February 18, 2013 at 7:05 pm

Our Human Subjects Office confirmed for us in a training recently that publicly available material, publicly available at the time you submit a research proposal to the office, is not human subjects data. I think you can sort of view it as either exempt or not even human subjects data (and therefore not even needing review to determine it being exempt). We had a case once of someone using publicly available posts to an online dating site that was specifically for gay people. The Human Subjects office had the researcher remove names (including fictitious account names) from the data, in case someone subsequently gets a new job where it’s dangerous to be out as gay and removes their posts. The current Human Subjects office personnel tell us the decision is based on whether the material is public at the time of the proposal submission, not whether it might become non-public later, so that material would still be exempt.
As for the personal ethics of using material on YouTube, if someone in a YouTube video said something embarrassing or incriminating or risk-inducing, and also said their name (or their video and voice seemed identifiable), would you really choose to publish exactly that material, or show it in a talk? I doubt we would. If the content of what they said was important, but not the phonetics, you could present the written transcript with names removed. If the phonetics was what was important, you could probably find a different token of whatever was important about it, that didn’t include risky information.
And if someone doesn’t know they’re on some video on YouTube, but the content isn’t at all problematic or sensitive, then it seems OK to use it. In most cases, the researcher would have no way to determine whether the speaker knows the video has been made publicly available.
Using Facebook posts as data is a separate question: our Human Subjects office, in the recent training, told us that Facebook itself has a much more restrictive policy about using posts (even public ones) as data than Human Subjects offices do.

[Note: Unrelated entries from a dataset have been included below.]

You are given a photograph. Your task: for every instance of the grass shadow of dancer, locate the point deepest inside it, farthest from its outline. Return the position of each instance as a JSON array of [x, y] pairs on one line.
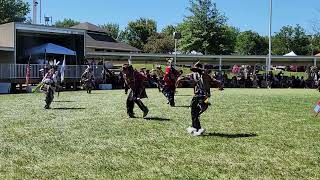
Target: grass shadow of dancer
[[156, 119], [64, 108], [238, 135]]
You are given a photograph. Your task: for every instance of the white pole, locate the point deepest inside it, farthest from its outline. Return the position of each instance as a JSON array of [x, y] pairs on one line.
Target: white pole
[[40, 11], [34, 18], [175, 52], [270, 42], [220, 64]]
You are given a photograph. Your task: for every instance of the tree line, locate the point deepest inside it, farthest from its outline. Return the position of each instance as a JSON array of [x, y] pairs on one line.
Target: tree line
[[204, 30]]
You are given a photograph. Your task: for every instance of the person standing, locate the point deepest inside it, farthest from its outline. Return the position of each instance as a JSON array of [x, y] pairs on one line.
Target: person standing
[[135, 81], [200, 101], [170, 78], [87, 78], [50, 80]]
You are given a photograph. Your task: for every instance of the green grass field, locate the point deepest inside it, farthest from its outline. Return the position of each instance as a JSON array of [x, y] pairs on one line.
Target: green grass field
[[251, 134]]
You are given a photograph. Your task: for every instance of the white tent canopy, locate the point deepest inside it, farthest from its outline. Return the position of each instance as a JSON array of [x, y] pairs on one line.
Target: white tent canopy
[[290, 54]]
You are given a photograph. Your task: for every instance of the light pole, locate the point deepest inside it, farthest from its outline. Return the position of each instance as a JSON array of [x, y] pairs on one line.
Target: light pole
[[268, 62], [176, 36], [270, 29]]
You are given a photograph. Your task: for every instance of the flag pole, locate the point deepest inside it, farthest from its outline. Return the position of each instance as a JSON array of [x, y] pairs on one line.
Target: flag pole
[[270, 42]]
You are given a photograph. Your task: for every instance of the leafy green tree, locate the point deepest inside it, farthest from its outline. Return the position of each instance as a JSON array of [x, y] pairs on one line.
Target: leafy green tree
[[205, 30], [137, 32], [159, 43], [66, 23], [13, 11], [168, 30], [251, 43], [291, 39], [314, 44], [112, 28]]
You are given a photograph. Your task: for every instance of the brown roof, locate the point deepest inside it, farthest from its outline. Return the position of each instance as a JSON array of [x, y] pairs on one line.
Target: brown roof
[[89, 27], [117, 46]]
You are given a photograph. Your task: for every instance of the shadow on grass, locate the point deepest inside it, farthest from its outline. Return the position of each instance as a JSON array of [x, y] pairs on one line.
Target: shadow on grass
[[182, 106], [239, 135], [63, 101], [64, 108], [156, 119]]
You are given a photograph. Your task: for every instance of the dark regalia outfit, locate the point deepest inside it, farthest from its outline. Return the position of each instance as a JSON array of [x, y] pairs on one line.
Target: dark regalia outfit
[[135, 81], [200, 101], [87, 78], [49, 80], [170, 78]]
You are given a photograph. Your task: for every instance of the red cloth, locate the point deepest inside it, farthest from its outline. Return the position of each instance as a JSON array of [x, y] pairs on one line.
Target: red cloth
[[170, 77], [27, 73]]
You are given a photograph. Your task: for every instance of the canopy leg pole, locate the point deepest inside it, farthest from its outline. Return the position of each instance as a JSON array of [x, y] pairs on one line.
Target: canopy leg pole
[[220, 64]]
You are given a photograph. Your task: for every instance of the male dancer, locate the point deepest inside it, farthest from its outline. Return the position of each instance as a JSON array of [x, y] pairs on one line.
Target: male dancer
[[135, 81], [170, 78], [50, 80], [200, 101], [87, 78]]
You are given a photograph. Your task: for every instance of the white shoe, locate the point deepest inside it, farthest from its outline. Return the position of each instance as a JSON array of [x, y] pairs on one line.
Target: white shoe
[[199, 132], [191, 130]]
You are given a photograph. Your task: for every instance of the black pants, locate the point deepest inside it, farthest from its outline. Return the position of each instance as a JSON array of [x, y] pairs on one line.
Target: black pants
[[49, 97], [131, 100], [88, 86], [169, 94], [126, 88], [198, 106]]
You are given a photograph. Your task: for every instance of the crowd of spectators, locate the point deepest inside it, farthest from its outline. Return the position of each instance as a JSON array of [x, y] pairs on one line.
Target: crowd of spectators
[[239, 77]]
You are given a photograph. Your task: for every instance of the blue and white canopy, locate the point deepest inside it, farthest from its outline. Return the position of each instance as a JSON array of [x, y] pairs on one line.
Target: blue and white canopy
[[50, 48]]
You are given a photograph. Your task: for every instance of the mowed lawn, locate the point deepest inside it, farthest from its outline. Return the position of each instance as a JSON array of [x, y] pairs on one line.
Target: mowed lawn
[[251, 134]]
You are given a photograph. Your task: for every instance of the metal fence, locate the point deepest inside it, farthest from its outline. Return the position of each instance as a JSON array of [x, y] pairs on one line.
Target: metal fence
[[18, 71]]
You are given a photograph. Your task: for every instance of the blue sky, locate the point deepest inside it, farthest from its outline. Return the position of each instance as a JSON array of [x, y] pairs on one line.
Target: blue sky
[[244, 14]]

They say that researchers are obligated to follow any ethical guidelines established by the company that makes the data available, even if those exceed the federal standards or the local university’s IRB’s standards. The person doing this training is going to send us a link to the page that states this facebook policy.

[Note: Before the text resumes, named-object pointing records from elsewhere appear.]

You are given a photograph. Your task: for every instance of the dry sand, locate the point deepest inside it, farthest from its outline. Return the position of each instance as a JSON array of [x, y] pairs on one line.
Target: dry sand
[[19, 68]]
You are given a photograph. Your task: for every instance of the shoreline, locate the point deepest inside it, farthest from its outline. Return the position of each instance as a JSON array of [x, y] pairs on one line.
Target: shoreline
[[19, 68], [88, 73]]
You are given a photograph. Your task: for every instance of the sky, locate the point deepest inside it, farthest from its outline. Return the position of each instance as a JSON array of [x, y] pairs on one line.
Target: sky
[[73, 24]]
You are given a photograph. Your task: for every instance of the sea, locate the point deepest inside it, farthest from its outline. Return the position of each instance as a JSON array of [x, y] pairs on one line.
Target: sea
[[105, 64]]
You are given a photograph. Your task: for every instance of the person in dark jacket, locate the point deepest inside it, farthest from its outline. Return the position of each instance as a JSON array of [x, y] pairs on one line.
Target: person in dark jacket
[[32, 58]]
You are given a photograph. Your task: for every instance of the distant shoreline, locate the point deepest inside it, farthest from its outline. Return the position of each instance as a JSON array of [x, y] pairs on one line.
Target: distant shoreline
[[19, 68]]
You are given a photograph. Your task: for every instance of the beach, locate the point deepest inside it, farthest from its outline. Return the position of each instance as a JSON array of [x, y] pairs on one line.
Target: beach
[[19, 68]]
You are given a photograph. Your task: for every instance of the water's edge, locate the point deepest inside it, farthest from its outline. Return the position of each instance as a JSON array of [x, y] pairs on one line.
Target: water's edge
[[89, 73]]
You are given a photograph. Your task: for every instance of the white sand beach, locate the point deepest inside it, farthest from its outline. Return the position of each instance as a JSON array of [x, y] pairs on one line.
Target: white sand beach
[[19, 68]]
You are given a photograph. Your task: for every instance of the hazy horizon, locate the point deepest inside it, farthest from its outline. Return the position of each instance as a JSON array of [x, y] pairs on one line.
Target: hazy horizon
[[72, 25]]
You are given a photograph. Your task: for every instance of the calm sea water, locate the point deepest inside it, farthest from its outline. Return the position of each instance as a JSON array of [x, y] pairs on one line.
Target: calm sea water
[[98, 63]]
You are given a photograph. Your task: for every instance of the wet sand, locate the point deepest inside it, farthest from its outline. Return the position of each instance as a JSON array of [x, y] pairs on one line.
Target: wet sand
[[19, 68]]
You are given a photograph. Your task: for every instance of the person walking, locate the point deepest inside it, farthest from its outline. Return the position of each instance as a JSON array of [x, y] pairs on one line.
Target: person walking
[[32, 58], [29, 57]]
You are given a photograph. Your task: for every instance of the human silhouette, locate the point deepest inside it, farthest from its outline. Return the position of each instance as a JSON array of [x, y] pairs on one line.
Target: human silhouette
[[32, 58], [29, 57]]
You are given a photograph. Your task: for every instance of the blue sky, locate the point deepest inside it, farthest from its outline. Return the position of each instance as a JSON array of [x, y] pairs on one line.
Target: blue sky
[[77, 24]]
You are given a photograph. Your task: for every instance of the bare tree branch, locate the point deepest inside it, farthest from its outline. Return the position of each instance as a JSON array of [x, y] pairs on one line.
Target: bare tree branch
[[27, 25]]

Kristine Hildebrandt says:

April 3, 2013 at 10:49 am

I am the P.I. in a currently running project where YouTube video posts (with sub-titles) are one kind of output (for public access to the languages and the stories that representative speakers tell). Since the project involves data collection of different types (discourse, interviews, phonetics data), In the original IRB process, I created an (oral) consent process, worded to be understandable/relevant to these communities, that enabled speakers to decide what (if any) of their data could be made for public release on the Internet. We have not had any real problems with this process. In one case, even, when a speaker gave permission and then told a story that involved a section where there was some bad-mouthing of a relative, we simply omitted/edited-out that section from the story before preparing it for YouTube. So in this sense, by the time our discourses make it to the Internet, they have gone through that process. I have learned that on YouTube (and in the construction of our webpage) there are some settings one can click/set to adjust Creative Commons Licensing options. Having said this, I am always open to hearing/learning more about how we can continue and build on our sense of social responsibility while simultaneously tapping into the tremendous resources that these different Internet platforms can offer us in language data access and language promotion.